In the early 20th century, as America was undergoing rapid industrialization, a yearning for a simpler, more nature-centric existence began to take root. This longing for a harmonious blend of modern comfort and the call of the wild would birth a phenomenon that would redefine travel – the recreational vehicle (RV).
The year was 1915, and the Conklin family of Huntington, New York, embarked on a groundbreaking adventure that would set the stage for a revolution in travel. Their chosen mode of transportation was no ordinary vehicle; it was the “Gypsy Van,” a marvel of innovation custom-built by Roland Conklin’s Gas-Electric Motor Bus Company. The 25-foot, 8-ton conveyance promised maximum comfort on the rugged journey to San Francisco. The New York Times marveled at it, suggesting that even the Commander of the Faithful himself would have fallen short if tasked with creating such a “dwelling place fit for a Caliph.”
For two months, the Conklins and their Gypsy Van journeyed westward, capturing the imaginations of thousands along the way. Luxuriously equipped with an electrical generator, incandescent lighting, a full kitchen, sleeping berths, and even a “roof garden,” this pioneering motorhome was a testament to both technology and audacity.
But the Conklins weren’t just on a cross-country camping trip; they were introducing America to recreational vehicles. While camping for leisure wasn’t new in 1915 – it had been popularized in the late 1800s by William H.H. Murray’s guidebook, “Adventures in the Wilderness” – the Conklin’s journey was a game-changer.

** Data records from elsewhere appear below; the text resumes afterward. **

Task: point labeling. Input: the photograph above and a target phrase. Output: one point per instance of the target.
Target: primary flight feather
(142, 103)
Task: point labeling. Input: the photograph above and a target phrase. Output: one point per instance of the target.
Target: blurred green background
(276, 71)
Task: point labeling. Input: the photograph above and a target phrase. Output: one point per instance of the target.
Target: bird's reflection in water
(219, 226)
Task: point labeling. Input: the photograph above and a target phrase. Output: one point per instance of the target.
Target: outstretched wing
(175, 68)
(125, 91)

Camping, with its promise of escape from urban noise and constraints, had long been seen as a way to rejuvenate the spirit. It mirrored the pioneer experience on the pre-modern frontier, where individuals and families were central. Yet, until the early 20th century, camping remained a pursuit of the privileged, requiring weeks of vacation time and the means to afford a horse and wagon.
The turn of the century brought change. Inexpensive automobiles became commonplace, and vacations grew more widespread. Enter the RV’s predecessor – the motorhome. In 1904, the first RV, hand-built onto an automobile, was introduced, boasting sleeping quarters for four, incandescent lights, an icebox, and even a radio.

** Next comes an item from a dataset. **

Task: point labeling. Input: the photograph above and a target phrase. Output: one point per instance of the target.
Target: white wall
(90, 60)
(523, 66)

The true breakthrough came in 1915 when the Conklins unveiled their double-deck motorhome. Described as a “sublimated English caravan,” it offered all the conveniences of a country house with the added benefits of mobility and independence.
The appeal was clear: motorhome campers could avoid the laborious setup of tents and camp gear. They simply “let down the back steps, and the thing was done,” as one observer put it.

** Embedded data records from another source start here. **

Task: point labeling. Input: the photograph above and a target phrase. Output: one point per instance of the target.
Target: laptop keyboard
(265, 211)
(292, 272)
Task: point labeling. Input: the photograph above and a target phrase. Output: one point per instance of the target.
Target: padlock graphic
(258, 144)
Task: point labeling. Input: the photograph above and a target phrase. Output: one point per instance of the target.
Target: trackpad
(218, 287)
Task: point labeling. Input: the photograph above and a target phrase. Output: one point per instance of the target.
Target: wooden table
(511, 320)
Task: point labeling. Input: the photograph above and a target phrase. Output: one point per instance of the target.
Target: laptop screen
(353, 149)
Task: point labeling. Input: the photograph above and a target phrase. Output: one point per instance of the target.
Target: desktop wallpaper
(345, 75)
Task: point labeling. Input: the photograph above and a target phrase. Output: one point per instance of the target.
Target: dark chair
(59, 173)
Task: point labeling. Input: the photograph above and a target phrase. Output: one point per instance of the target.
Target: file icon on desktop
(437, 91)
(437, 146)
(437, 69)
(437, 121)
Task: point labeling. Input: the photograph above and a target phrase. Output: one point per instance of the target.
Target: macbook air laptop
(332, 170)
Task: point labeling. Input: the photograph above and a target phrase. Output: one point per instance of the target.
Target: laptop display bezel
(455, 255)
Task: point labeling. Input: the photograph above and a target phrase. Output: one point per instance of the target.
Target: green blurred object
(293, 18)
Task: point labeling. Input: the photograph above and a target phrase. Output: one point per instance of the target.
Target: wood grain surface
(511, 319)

By the mid-1920s, motorhomes were becoming more popular among average Americans, thanks in part to manufacturers like REO and Hudson-Essex offering fully equipped models. Yet, motorhomes had limitations: they couldn’t separate the house from the vehicle, and their size restricted them to well-maintained roads.
In response, the RV’s understudy, the trailer, took center stage. Early auto camping trailers were rudimentary, but inventive minds soon attached collapsible tents, creating the first “tent trailers.” By the late 1920s, trailers with built-in furniture, storage, and conveniences like iceboxes and stoves emerged, making camping trips even more enjoyable.
However, tent trailers had their drawbacks, as evidenced by bacteriologist Arthur G. Sherman’s frustrating experience with one during a thunderstorm in 1928. His determination to create something better led to the birth of the solid-body trailer, with cupboards, built-in furniture, and a waterproof design.
Sherman’s “Covered Wagon” trailer quickly gained popularity, and by 1930, he had sold 118 units at the Detroit Auto Show. This marked the birth of the Covered Wagon Company and set the stage for the RV industry’s growth.
Over the next decade, the company grew rapidly, with trailers being built on assembly lines, akin to the auto industry. By 1936, Covered Wagon was the largest trailer producer in America, selling around 6,000 units with gross sales of $3 million.
Arthur Sherman’s solid-body trailer had arrived at the right time and place, offering convenience and usability that appealed to a burgeoning community of campers. Today’s luxurious motorhomes and trailers are descendants of the Gypsy Van and the Covered Wagon, embodying the desire to escape modern life while enjoying the comforts of the journey.
Between 1915 and 1930, America’s yearning for nature and modern comforts converged, leading to the birth of the recreational vehicle. This contradiction, instead of causing frustration, sparked creativity and innovation, giving birth to the beloved RVs of today.